Location and Physical Characteristics
- Baker Creek is located just a few kilometers north of Yellowknife, Northwest Territories (62°35'N, 114°26'W), with a draining area of about 150 km2;
- Stream network characterized by lakes connected by short channels;
- Landscape is predominantly exposed bedrock, open black spruce forest, lakes, and bogs, fens, and peat plateaus;
- Basin is in the zone of discontinuous permafrost;
- 1971-2000 climate (Meteorological Service of Canada (MSC), Yellowknife A) is characterized by cool, short summers with average July and January temperatures of 17 °C and -27 °C, respectively;
- Annual total precipitation is on average 281 mm, with 42% falling as snow.
- The research basin was established to support the Mackenzie GEWEX Study (MAGS II), and has since been used as a research platform for the IP3 Network, and CCRN; (Students from the University of Saskatchewan and Carleton University have worked here);
- Baker Creek has also been used as part of Aboriginal Affairs and Northern Development Canada's (AANDC) cumulative impacts monitoring programme;
- Agency support has come from Environment Canada, AANDC, and Natural Resources Canada.
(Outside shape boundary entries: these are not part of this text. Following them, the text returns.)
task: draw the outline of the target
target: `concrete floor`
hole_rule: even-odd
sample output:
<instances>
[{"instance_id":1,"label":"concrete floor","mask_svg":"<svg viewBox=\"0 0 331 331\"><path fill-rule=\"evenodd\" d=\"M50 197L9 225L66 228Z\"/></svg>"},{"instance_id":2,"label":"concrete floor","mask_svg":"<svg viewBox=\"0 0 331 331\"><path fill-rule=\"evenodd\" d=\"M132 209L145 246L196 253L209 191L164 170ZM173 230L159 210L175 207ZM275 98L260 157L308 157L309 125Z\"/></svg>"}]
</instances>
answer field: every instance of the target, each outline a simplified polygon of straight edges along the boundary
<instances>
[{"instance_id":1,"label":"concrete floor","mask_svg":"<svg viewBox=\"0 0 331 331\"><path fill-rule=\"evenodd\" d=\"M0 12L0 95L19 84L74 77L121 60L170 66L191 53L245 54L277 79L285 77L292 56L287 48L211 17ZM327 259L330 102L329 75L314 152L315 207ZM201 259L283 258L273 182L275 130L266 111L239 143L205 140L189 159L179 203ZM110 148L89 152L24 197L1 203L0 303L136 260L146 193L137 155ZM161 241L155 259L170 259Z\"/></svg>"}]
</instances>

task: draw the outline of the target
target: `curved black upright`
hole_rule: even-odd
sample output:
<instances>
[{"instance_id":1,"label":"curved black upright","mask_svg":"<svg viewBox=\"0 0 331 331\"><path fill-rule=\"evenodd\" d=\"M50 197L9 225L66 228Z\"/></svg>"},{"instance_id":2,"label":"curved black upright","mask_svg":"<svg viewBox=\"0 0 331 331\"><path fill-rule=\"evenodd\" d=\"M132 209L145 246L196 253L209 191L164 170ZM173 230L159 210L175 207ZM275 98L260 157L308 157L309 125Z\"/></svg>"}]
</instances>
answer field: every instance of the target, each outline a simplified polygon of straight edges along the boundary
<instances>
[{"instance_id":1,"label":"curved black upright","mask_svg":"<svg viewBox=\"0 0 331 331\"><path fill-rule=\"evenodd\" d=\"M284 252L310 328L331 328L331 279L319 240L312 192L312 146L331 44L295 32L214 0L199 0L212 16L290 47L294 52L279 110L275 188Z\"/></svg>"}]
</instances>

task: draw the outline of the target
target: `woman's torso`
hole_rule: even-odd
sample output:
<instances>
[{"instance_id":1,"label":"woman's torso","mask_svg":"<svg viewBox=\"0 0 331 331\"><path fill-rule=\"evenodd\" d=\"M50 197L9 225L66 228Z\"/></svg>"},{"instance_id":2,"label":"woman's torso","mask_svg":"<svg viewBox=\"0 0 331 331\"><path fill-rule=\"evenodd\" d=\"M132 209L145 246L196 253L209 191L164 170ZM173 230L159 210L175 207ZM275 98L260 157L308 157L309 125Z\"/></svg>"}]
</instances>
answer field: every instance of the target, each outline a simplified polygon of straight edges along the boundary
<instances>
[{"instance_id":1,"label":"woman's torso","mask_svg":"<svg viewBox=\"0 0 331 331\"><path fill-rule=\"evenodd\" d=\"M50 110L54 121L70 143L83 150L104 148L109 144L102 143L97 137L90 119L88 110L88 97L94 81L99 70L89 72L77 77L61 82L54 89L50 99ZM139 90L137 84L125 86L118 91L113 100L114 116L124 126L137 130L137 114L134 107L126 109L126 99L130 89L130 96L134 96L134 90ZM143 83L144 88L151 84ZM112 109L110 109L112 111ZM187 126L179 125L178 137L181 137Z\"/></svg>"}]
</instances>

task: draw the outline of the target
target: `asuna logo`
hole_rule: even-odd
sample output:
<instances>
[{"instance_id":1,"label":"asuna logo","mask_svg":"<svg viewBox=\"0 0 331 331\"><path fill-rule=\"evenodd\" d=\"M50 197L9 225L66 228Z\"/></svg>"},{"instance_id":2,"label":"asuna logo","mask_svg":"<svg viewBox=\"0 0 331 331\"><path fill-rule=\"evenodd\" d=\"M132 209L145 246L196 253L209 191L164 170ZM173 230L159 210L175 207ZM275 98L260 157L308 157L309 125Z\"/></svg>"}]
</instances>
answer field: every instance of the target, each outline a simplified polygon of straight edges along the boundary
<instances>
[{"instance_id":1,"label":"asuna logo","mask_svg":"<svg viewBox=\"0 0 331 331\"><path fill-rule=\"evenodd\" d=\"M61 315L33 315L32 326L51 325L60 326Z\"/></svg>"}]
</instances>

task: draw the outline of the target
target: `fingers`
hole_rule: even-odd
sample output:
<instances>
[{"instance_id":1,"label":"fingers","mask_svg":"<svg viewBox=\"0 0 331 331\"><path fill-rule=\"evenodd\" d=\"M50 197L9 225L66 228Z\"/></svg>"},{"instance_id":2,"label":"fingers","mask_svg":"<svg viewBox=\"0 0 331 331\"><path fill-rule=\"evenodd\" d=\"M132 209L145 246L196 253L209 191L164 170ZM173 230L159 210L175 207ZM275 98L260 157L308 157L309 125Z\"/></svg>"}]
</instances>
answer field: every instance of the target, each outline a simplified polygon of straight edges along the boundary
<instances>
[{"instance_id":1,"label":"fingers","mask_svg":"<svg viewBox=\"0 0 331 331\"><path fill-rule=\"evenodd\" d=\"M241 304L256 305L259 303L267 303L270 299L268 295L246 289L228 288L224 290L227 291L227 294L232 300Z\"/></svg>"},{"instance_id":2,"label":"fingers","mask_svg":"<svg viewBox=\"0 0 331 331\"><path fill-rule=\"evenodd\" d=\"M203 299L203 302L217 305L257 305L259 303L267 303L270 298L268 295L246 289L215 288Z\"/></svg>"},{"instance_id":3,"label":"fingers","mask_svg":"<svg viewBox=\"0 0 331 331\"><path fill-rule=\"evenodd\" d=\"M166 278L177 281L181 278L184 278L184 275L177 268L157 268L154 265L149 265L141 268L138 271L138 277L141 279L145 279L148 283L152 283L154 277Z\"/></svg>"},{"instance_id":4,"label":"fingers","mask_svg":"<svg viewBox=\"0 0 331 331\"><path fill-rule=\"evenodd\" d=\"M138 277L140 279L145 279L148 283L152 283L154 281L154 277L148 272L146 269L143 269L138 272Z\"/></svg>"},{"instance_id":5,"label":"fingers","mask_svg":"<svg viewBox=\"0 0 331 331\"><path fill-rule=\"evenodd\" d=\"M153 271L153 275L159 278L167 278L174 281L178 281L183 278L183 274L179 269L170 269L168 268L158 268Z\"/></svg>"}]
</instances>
Current Science Focus and Instrumentation
- Research focus is mainly on runoff processes and storage dynamics involving lakes, exposed bedrock, soil-covered hillslopes, and wetlands;
- Long-term monitoring in or near Baker Creek includes MSC station at Yellowknife A and a Water Survey of Canada (WSC) gauge on Baker Creek at the outlet of Lower Martin Lake;
- Basin is instrumented in a nested fashion so as to build long term records at six additional hydrometric gauges on key tributaries;
- six wells and soil moisture and temperature nests in representative soils columns;
- one deep (<10 m) ground thermistor string;
- five climate towers (one with turbulent flux sensors); and,
- five water chemistry stations.
- The basin has been flown with LiDAR, and a 1 m horizontal resolution DEM exists, and land cover distribution was determined with SPOT 5 imagery in 2009.